Graveman initially looked like he wasn’t even going to enter the game. Cristian Javier was warming before Astros manager Dusty Baker instead opted to call on “Big Heavy,” as his Mariners teammates used to call him, to get ready for the top of Seattle’s order, after Paul Sewald — for the second time in 10 days — struck out the meat of Houston’s order in the eighth.

But Graveman was called on to face a lineup that had looked lifeless to that point, stranding six runners in seven innings to bring their total to 53 for the homestand.

Yet the Mariners found a spark. J.P. Crawford drew a nine-pitch walk, Graveman’s good friend, Kyle Seager, pulled a single into right field, then Ty France took a 98 mph running fastball off his right wrist, all of a sudden loading the bases for Toro.

A one-on-one that seemed too dramatic to imagine had quickly presented itself.

“I actually looked at my lineup card [before the inning], and I said, ‘These guys are going to hook up,’” Servais said.

Then came the actual matchup. Toro immediately fell behind 1-2 after taking a pair of huge swings over two high-90s fastballs, but by that point, he had his timing. The advantage was working in his favor.

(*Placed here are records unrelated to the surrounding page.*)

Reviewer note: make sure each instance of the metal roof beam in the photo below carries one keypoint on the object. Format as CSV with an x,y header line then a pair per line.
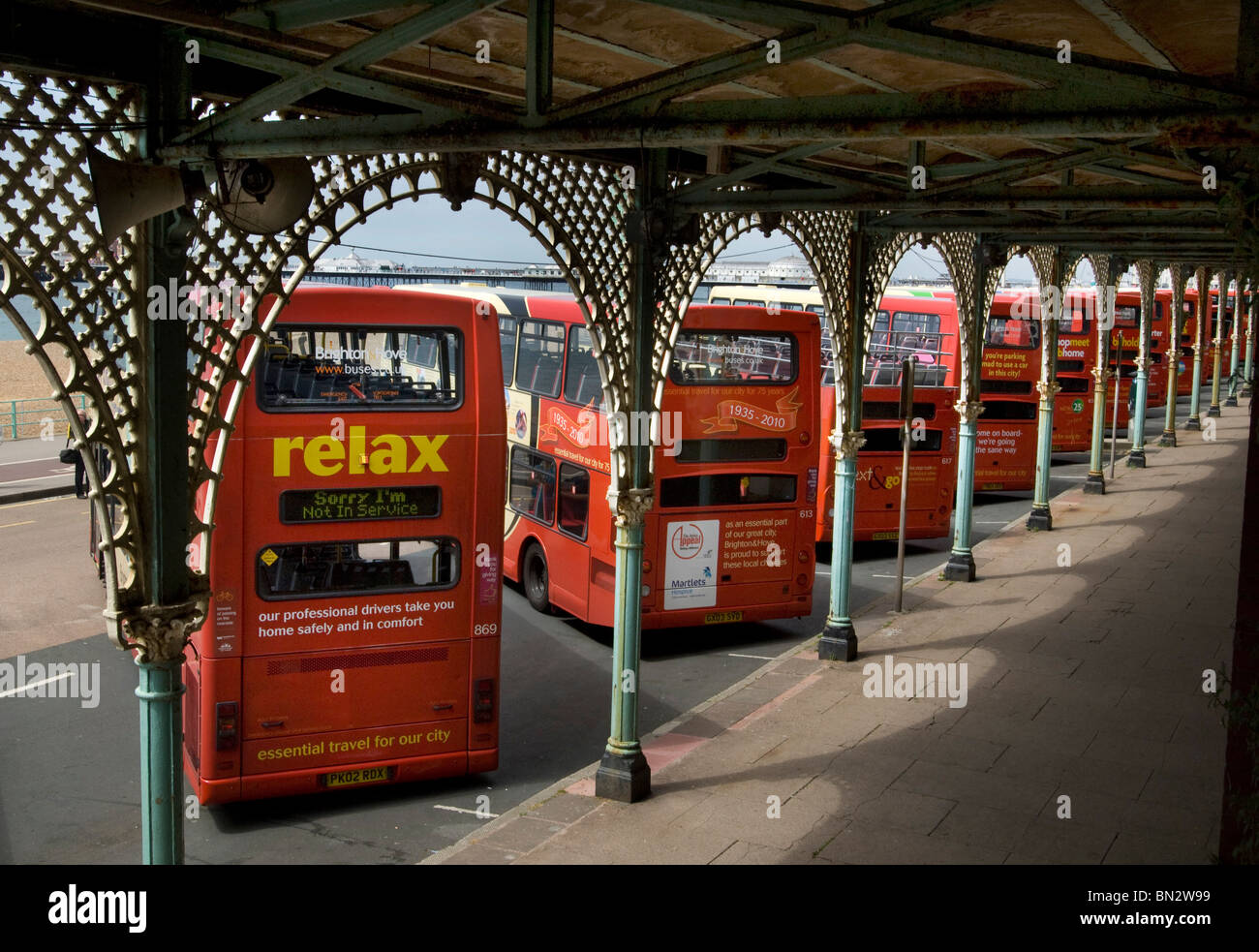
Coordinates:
x,y
294,14
290,89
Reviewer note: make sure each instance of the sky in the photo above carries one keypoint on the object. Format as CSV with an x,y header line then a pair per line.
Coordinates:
x,y
478,234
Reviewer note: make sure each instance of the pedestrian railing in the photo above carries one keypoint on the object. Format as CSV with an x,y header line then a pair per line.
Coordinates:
x,y
28,418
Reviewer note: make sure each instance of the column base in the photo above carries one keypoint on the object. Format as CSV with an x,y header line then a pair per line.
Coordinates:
x,y
1040,519
958,568
839,642
624,777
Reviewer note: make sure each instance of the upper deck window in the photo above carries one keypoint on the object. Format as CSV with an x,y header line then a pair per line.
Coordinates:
x,y
540,356
733,357
313,367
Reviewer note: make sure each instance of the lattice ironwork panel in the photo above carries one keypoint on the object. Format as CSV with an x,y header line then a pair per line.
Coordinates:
x,y
84,292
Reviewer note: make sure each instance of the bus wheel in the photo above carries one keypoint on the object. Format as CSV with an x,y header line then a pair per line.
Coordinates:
x,y
534,575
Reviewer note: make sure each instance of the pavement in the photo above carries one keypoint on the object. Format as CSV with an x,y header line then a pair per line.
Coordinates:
x,y
30,469
1083,734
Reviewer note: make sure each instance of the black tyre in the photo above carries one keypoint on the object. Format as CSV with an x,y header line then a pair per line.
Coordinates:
x,y
536,579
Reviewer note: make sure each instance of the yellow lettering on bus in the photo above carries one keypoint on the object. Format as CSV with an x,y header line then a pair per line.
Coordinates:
x,y
391,456
428,455
357,448
322,452
282,448
327,456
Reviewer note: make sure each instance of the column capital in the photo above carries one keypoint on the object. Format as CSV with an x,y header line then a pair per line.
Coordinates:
x,y
630,507
162,631
847,444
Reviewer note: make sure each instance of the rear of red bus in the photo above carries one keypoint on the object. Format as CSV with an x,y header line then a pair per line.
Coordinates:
x,y
920,325
1005,449
353,631
730,533
1124,349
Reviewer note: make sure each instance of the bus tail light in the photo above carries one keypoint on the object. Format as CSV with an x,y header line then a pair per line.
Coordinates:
x,y
482,703
226,725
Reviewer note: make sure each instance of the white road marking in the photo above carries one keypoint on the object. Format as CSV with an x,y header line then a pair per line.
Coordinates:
x,y
465,810
38,684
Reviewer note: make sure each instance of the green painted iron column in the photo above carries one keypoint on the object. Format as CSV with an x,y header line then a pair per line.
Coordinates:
x,y
1050,310
1107,271
1225,280
1203,279
961,561
839,641
1141,384
1175,327
1247,376
1235,355
165,499
624,774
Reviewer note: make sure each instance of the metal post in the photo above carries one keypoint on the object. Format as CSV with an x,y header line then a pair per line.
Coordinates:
x,y
1104,318
624,774
167,504
1235,351
1247,376
1141,384
970,326
1115,412
1225,280
1203,279
839,641
1174,354
1050,310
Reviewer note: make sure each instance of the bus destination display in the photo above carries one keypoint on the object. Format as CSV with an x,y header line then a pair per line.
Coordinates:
x,y
359,506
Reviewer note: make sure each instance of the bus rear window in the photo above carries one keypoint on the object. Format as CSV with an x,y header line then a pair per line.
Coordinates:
x,y
341,568
1012,332
731,449
307,367
886,440
540,357
726,490
1008,410
733,357
890,410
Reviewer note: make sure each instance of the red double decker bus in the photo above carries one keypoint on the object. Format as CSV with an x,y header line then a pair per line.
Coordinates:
x,y
730,533
353,624
1077,357
1005,445
1124,349
918,323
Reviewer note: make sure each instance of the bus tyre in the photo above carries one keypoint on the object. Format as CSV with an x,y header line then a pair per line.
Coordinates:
x,y
537,582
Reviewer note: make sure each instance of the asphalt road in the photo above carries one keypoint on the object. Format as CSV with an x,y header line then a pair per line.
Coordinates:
x,y
70,774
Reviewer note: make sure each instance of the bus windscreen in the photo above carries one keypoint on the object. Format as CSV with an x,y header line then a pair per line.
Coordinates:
x,y
309,367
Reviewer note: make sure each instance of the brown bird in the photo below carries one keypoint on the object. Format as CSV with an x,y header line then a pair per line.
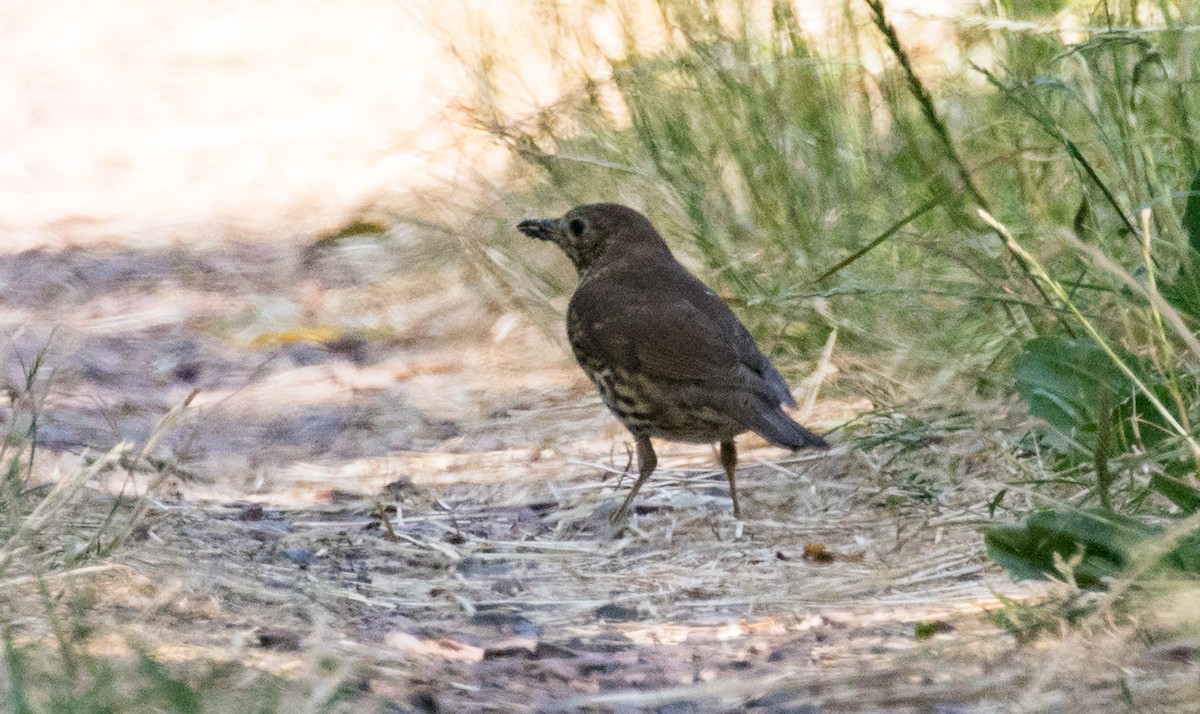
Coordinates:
x,y
670,359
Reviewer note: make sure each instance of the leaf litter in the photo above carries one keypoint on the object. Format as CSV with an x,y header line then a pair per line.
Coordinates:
x,y
427,505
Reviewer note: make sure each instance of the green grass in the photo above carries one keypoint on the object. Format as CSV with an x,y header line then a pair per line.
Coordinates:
x,y
1019,223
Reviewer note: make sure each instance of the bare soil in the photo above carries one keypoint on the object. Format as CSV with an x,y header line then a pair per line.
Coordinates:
x,y
385,467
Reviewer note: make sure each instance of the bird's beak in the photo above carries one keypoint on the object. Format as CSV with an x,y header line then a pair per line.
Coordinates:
x,y
540,228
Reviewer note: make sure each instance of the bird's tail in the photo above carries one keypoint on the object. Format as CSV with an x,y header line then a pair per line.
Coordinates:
x,y
772,424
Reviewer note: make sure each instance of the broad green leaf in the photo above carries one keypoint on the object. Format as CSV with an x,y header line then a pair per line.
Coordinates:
x,y
1067,383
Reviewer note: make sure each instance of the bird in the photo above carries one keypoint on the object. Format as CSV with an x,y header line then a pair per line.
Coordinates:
x,y
669,358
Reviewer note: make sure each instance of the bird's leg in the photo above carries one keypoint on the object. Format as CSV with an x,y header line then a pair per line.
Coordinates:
x,y
646,463
730,462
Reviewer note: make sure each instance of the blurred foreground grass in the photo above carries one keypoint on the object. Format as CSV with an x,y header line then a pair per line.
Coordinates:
x,y
1019,223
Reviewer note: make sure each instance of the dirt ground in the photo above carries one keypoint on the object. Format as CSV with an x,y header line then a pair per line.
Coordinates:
x,y
336,388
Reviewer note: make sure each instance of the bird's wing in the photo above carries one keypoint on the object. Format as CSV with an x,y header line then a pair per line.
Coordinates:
x,y
672,340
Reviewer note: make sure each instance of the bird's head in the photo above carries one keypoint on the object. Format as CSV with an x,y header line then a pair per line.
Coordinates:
x,y
598,233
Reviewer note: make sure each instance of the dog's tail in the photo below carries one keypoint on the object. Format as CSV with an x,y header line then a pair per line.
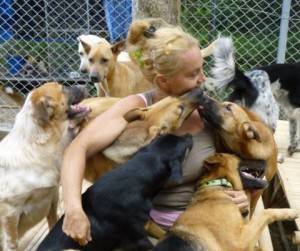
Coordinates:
x,y
173,241
224,65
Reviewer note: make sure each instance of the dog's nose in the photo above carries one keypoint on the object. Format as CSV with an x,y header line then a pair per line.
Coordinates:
x,y
94,78
84,70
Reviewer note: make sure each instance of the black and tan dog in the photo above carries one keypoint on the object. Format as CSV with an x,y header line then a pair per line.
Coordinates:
x,y
144,125
212,221
118,203
242,132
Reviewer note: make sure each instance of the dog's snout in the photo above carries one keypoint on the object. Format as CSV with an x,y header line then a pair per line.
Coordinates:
x,y
84,70
76,93
94,77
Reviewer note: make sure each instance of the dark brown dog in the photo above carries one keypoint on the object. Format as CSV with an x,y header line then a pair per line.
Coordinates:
x,y
212,221
242,132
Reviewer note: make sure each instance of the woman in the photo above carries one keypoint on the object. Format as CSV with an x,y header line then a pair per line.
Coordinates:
x,y
172,61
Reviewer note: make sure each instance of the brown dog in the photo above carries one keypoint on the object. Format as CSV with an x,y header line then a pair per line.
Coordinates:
x,y
212,221
30,157
242,132
119,79
144,124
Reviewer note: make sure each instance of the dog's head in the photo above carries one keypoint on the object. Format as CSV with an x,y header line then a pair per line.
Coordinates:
x,y
230,119
145,124
163,117
242,174
89,40
172,150
102,58
53,102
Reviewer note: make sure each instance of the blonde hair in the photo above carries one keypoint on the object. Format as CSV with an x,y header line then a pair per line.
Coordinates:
x,y
158,50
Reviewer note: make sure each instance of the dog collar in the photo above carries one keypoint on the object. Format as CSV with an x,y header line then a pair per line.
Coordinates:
x,y
219,182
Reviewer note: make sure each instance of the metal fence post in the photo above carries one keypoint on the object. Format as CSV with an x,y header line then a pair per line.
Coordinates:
x,y
284,27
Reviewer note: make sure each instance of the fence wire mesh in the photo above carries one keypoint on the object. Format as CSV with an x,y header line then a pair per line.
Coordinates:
x,y
38,37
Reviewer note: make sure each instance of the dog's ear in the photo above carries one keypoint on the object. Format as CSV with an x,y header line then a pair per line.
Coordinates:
x,y
118,47
43,111
251,132
86,47
135,114
176,171
212,162
153,132
79,38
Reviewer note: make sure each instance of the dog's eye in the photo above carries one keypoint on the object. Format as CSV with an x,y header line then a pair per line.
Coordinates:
x,y
181,109
104,60
228,107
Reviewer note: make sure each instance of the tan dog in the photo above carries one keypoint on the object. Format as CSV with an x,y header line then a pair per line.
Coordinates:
x,y
30,157
242,132
12,93
84,66
118,79
144,124
212,221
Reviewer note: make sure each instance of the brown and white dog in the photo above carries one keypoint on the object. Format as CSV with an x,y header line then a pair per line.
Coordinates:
x,y
84,66
242,132
118,79
30,157
212,221
144,125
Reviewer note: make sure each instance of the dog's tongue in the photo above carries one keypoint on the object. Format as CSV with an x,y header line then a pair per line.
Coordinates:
x,y
253,191
200,107
77,111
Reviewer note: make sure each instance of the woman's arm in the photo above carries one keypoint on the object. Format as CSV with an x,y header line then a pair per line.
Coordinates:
x,y
99,133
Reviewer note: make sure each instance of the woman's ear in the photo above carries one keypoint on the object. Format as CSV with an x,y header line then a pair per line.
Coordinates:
x,y
162,82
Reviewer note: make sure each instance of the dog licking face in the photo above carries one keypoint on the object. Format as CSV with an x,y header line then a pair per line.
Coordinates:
x,y
118,203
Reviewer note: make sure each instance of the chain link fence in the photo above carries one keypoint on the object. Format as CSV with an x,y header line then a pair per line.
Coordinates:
x,y
38,37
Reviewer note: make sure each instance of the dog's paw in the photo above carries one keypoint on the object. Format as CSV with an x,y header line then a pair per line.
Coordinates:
x,y
250,131
293,148
291,214
280,159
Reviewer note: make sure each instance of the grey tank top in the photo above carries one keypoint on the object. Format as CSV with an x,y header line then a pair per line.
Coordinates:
x,y
176,196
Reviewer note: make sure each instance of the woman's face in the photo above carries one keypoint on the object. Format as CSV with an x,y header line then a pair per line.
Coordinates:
x,y
189,75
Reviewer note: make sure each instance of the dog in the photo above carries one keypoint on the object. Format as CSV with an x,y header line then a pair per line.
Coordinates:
x,y
93,40
252,88
119,79
30,157
212,221
240,131
118,203
144,125
84,66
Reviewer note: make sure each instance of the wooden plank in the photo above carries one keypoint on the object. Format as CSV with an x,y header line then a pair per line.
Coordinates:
x,y
265,241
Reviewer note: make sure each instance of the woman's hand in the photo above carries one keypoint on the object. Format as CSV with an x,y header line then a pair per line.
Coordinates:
x,y
77,226
240,199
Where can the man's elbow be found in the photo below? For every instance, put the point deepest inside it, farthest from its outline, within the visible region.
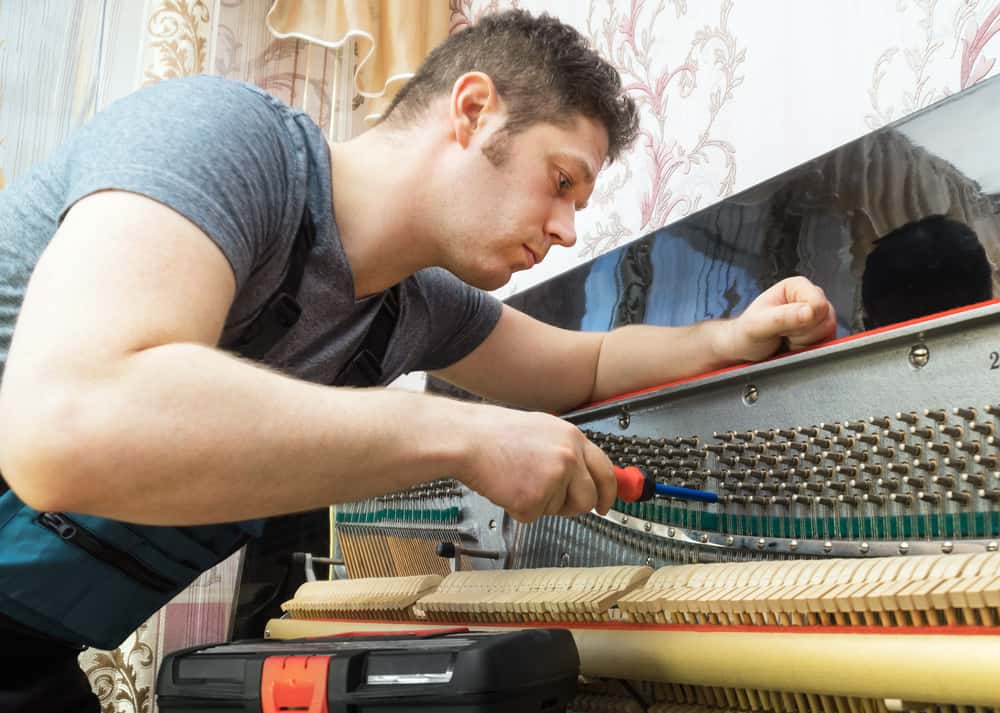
(46, 449)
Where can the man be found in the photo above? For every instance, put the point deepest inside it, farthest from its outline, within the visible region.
(159, 235)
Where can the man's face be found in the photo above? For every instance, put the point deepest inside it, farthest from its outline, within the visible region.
(518, 196)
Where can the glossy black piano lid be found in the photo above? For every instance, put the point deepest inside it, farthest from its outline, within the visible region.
(900, 223)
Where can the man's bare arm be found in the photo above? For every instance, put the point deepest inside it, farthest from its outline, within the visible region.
(530, 364)
(116, 402)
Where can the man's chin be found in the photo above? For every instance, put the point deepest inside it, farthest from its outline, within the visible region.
(491, 281)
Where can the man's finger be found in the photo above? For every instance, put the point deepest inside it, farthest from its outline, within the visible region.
(603, 475)
(581, 495)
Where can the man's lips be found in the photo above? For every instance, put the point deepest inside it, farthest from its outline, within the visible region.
(534, 257)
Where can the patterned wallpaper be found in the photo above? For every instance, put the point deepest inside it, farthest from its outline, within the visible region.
(731, 92)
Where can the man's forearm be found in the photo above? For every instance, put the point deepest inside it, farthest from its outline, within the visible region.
(639, 356)
(185, 434)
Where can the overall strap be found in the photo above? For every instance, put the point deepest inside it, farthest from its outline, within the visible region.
(365, 367)
(282, 311)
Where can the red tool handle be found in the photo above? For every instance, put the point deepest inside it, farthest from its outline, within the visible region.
(633, 484)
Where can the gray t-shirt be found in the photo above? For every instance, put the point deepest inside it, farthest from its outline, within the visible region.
(243, 167)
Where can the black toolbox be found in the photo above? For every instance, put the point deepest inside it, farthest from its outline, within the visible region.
(454, 670)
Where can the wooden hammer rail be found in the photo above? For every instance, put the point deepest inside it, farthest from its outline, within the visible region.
(908, 628)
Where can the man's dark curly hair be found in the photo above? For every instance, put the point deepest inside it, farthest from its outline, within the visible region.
(543, 70)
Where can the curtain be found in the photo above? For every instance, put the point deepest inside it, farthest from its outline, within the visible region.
(392, 36)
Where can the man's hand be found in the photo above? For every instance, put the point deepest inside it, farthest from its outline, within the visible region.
(794, 309)
(534, 464)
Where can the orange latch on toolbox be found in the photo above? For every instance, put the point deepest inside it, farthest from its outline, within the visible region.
(294, 683)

“The longer the at-bat went with Toro, you felt really good something was going to happen,” Servais said.

Graveman shifted to a four-seamer that led to a foul. Then back to a sinker for a ball. Another sinker for a foul. Then he unveiled a slider attempting to secure the punchout, to yet another foul.

“Before that, I was just really trying to swing as hard as I could,” Toro said. “And that’s why I was under the baseball. And then when I got to two strikes, I just kept it simple, stayed straight to the baseball.”

Toro knew after the slider that he’d worked himself back into a fastball count. He was simply looking to hit a sacrifice fly in that moment, but watching five sinkers to that point helped him time his barrel up.

“I tried to go back off the front hip with a sinker and just missed a little bit on the plate,” Graveman said. “He did a good job getting the barrel there. He’s put together some good at-bats against us. He’s a good player. For me, personally, I wouldn’t change anything really that about that at-bat, maybe a little bit further in on that last pitch. Tip your hat.”

The fate of it all is what made the totality of the moment all the more surreal. Thirty-six days prior on this very field, an emotional Graveman couldn’t hold back tears when speaking with reporters about the trade that left him stunned — and many in Seattle’s clubhouse upset. Yet after the immediate dust settled, both have gone on to become positive additions for their acquiring clubs.

The Mariners, who with the win moved to 3 1/2 games out of the second American League Wild Card spot with 29 games to play, still have another three-game series in Houston next week, not including Wednesday’s series finale.

Given the weight of their trade, Graveman and Toro always seemed destined to face off, but if they do again, it’ll be almost impossible to top the drama of their first encounter.